Published 3/13/17
Published 3/13/17
Reading Min.

Natixis Combined Shareholders' Meeting held on May 23, 2017 approved the payment of a cash dividend of €0.35 for the financial year 2016.

Since 2013, Natixis has committed itself to a dividend policy much in favor of shareholders. The payment of the €0.35 corresponds to a payout ratio of 85%. This payment corresponds to our commitments (above or equal to 50%).

Click here to listen to Laurent Mignon, CEO of Natixis, commenting on the 2016 dividend.


  • Ex-dividend date: May 26, 2017
  • Dividend payment date: May 30, 2017


Net dividend per share and payout ratio

Financial year Amount Payout ratio
2016 0.35 85%
2015 0.35 91%
2014  0.34 87% 
2013 (exceptional distribution)  0.65
2013 0.16 59%
2012  0.10 37%
2011  0.10 24% 
2010  0.23 50%
2009  – –  
2008  – – 
2007  0.45 50%
2006  0.86 (1) 50% (2)
2005  5.00 40% 
2004  3.30  38.8%
2003  2.50  44.6%
2002  1.50 62.5%
2001  2.50 37.3% 
2000  2.50 35.2% 


(1)  Following a 10 to 1 share split

(2)  Calculated on pro forma net result


Tax treatment


The elements which are detailed hereunder are only a summary of the tax treatment usually applicable for cash dividend payments.

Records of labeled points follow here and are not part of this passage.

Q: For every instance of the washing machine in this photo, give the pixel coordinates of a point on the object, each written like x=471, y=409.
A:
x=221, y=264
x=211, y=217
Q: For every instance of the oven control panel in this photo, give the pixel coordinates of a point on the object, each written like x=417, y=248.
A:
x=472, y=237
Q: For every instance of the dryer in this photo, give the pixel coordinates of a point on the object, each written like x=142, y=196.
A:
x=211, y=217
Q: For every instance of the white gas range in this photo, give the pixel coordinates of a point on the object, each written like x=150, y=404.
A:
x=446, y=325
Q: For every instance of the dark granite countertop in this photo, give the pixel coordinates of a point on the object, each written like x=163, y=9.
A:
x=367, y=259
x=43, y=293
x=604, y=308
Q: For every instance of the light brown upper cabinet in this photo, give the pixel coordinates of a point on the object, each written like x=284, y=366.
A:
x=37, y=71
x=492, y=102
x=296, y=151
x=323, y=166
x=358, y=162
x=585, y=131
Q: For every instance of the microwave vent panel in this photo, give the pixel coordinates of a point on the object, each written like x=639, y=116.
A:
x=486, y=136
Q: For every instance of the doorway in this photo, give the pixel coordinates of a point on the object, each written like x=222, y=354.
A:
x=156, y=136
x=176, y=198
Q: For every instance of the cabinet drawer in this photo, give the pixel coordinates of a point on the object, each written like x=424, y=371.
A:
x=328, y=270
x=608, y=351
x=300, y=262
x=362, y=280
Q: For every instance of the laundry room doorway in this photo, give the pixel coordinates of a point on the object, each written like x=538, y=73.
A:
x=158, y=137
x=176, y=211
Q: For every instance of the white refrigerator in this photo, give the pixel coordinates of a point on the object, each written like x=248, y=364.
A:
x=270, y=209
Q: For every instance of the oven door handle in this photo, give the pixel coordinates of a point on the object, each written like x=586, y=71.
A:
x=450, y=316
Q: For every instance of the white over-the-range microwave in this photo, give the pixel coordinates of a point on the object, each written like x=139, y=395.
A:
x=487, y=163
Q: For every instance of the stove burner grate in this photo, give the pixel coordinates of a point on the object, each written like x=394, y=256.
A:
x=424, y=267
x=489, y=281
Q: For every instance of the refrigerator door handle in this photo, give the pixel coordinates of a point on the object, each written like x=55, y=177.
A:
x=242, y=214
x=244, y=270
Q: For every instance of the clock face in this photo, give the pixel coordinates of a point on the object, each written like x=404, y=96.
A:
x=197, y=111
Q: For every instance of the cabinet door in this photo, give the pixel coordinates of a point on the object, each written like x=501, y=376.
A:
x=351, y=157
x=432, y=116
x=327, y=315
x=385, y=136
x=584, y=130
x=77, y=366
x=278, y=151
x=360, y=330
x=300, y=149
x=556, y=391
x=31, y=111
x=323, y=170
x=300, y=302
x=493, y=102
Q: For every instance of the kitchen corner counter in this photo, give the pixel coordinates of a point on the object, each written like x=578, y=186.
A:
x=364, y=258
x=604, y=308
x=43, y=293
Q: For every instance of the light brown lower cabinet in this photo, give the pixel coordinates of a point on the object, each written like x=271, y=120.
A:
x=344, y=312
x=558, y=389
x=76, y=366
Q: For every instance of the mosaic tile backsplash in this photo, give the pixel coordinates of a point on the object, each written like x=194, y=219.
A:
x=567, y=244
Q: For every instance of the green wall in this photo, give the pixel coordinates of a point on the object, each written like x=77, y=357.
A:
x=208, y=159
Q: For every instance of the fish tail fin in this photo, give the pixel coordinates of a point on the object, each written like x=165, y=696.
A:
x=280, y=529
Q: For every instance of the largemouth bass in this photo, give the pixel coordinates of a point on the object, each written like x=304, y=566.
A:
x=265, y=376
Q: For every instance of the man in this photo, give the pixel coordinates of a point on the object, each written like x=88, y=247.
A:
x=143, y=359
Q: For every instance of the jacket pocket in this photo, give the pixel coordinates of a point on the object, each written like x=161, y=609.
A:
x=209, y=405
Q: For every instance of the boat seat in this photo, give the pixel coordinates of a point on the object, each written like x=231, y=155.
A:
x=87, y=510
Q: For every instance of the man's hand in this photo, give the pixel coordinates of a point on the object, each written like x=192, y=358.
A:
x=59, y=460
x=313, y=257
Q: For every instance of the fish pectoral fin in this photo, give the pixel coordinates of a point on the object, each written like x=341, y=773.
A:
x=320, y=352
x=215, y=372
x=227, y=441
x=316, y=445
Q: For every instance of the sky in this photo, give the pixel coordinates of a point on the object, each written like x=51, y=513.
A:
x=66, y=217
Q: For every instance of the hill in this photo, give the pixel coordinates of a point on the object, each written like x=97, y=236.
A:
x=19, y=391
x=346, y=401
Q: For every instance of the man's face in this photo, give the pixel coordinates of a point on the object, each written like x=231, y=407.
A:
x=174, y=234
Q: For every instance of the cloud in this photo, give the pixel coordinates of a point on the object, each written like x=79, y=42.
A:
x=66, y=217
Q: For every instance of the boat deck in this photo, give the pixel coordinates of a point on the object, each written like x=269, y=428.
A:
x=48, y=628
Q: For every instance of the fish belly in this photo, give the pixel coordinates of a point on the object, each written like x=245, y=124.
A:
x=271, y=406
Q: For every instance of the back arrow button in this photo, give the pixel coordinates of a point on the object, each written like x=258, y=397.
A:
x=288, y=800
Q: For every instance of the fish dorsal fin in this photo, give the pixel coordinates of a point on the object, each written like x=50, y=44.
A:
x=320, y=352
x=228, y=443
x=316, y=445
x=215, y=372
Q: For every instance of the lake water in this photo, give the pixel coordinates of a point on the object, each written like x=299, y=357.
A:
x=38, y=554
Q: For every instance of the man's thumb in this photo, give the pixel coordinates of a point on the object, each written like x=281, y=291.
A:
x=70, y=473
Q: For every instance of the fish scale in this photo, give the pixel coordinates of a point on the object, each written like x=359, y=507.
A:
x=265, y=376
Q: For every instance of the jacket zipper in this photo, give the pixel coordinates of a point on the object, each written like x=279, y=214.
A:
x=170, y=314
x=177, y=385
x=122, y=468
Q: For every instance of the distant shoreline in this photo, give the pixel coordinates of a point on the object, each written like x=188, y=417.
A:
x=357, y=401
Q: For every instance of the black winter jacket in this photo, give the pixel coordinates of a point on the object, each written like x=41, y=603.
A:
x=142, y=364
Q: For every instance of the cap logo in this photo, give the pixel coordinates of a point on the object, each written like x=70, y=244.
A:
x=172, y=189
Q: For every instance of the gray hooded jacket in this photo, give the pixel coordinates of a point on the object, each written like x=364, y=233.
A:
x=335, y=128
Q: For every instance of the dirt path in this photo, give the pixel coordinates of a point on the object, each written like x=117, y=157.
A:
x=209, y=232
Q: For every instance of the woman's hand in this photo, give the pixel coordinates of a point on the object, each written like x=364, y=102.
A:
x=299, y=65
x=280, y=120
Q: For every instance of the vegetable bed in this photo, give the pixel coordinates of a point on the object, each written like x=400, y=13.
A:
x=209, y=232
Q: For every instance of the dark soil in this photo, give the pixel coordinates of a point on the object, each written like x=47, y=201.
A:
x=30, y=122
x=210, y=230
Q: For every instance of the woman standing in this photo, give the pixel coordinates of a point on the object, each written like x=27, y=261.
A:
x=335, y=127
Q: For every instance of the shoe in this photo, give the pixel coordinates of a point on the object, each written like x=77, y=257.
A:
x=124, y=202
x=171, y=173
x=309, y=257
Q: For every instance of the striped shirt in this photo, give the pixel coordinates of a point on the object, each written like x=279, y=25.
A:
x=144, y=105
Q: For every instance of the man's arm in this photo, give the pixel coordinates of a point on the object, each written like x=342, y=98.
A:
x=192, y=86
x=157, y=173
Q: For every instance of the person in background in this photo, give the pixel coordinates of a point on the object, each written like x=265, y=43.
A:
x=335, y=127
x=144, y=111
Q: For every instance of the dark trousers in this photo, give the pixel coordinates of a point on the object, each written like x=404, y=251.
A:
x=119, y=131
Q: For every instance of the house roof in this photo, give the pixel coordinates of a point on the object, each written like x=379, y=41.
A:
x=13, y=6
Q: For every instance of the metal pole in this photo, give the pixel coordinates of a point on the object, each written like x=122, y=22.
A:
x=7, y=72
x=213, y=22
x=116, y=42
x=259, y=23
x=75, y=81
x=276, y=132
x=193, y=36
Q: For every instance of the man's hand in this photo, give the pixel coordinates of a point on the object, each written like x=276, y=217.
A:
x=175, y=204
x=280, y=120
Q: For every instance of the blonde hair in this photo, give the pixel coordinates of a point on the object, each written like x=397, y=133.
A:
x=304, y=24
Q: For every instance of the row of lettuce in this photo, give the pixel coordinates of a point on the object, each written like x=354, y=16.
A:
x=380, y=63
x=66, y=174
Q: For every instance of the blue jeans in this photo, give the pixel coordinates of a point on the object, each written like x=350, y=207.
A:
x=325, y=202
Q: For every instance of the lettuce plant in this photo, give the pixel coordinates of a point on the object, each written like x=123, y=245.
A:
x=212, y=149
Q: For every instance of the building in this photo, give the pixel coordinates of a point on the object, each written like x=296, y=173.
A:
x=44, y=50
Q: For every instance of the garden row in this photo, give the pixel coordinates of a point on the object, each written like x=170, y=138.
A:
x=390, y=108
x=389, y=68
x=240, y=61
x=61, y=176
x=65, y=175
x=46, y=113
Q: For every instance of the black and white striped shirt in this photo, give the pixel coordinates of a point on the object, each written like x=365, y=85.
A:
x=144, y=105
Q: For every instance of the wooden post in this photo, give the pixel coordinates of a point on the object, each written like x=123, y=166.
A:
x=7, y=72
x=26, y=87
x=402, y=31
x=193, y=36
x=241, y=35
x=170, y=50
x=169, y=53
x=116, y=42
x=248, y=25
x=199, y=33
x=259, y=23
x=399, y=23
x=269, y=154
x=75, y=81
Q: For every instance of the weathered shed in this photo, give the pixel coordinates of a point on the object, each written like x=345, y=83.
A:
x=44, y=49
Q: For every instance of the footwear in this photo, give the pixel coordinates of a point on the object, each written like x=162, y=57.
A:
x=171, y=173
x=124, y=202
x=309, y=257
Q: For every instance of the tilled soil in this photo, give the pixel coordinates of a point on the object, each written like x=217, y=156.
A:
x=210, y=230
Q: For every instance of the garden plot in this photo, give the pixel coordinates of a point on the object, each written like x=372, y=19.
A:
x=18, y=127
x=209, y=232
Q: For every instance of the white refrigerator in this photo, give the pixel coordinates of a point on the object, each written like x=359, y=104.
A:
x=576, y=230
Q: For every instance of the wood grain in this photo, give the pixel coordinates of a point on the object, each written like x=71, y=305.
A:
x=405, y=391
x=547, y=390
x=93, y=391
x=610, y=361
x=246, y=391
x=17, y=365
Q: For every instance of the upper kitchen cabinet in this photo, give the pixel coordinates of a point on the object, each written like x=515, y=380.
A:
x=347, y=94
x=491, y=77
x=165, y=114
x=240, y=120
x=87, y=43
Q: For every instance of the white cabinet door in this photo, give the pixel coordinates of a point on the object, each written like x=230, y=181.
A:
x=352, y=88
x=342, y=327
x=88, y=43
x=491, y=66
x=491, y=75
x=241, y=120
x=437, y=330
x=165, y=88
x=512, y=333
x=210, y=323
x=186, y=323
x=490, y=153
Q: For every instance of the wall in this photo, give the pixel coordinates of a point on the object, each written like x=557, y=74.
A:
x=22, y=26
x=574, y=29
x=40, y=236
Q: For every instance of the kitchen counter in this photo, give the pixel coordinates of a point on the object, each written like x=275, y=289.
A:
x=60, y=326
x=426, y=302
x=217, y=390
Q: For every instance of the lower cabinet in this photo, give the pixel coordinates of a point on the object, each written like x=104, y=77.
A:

Shareholders will therefore have to contact their usual account manager to get confirmation of the tax system they will be submitted to. 

Natural resident shareholders

For natural resident shareholders, the dividend is taken into account in full right for determining their global income submitted to the income tax progressive rate and is eligible for tax allowance amounting to 40% of the gross perceived amount (Article 158-3-2° of the French General Tax Code).

Upon payment, the dividend is subject to a 21% withholding tax levied by the paying agent on account of the income tax payment. The collection made as an advance payment is deducted from the payable income tax for the year 2017. Please note that if the 21% withholding tax exceeds the payable tax, the exceeding amount will be paid back. As the law currently stands, these tax treatment terms should not be modified by the implementation of the tax collection at source planned for January 01, 2018.

However, natural shareholders belonging to a tax unit with a fiscal reference income for the year 2015 not exceeding 50,000 Euros for single, widowed or divorced taxpayers, or 75,000 Euros for taxpayers filing jointly are entitled to ask for a waiver of collection subject to their delivering a sworn certificate to their paying institution at the latest on November 30, 2016 (Articles 117 quater and 242 quater of the French General Tax Code).

This dividend is also subject to social contributions withholding taxes levied by the paying agent (even when the shareholder is exempted from the non-definitive withholding tax). These apply to the gross amount perceived and globally amount to 15.50%.

Legal resident shareholders submitted to corporate taxation (ordinary tax system)

Legal resident shareholders holding at least 5% of Natixis shares and who meet the requirements set in Articles 145 and 216 of the French General Tax Code) are eligible to an exemption for dividends collected pursuant to the parent company and subsidiaries exemption regime. However, the Article 216 of the French General Tax Code provides for standard rate reintegration in the beneficiary’s taxable profits of a portion of fees and costs fixed to 5% of the collected dividends.

For legal resident shareholders other than parent companies and subsidiaries, the dividend is included in the taxable results submitted to the corporate tax at the standard rate.

Non-resident shareholders

For natural or legal shareholders whose tax residence is outside France, the dividend is submitted to collection at source at a rate which varies on account of the beneficiary's category, state of residence, head office, or payment place pursuant to Article 119 bis 2 of the French General Tax Code.

Shareholders are advised to consult their usual taxation advisor to determine whether they are eligible to a reduction or exemption of withholding tax pursuant to the provisions of French domestic law or applicable tax agreements.

Shareholders holding their shares in a PEA (Personal Equity Savings Plan)

  • The dividend collected under a PEA is not subject to tax when the application terms of the PEA treatment are met.
  • The dividend is not submitted to the social contributions withholding tax when distributed.
  • This dividend is added to the net asset value for calculation of gain under a PEA.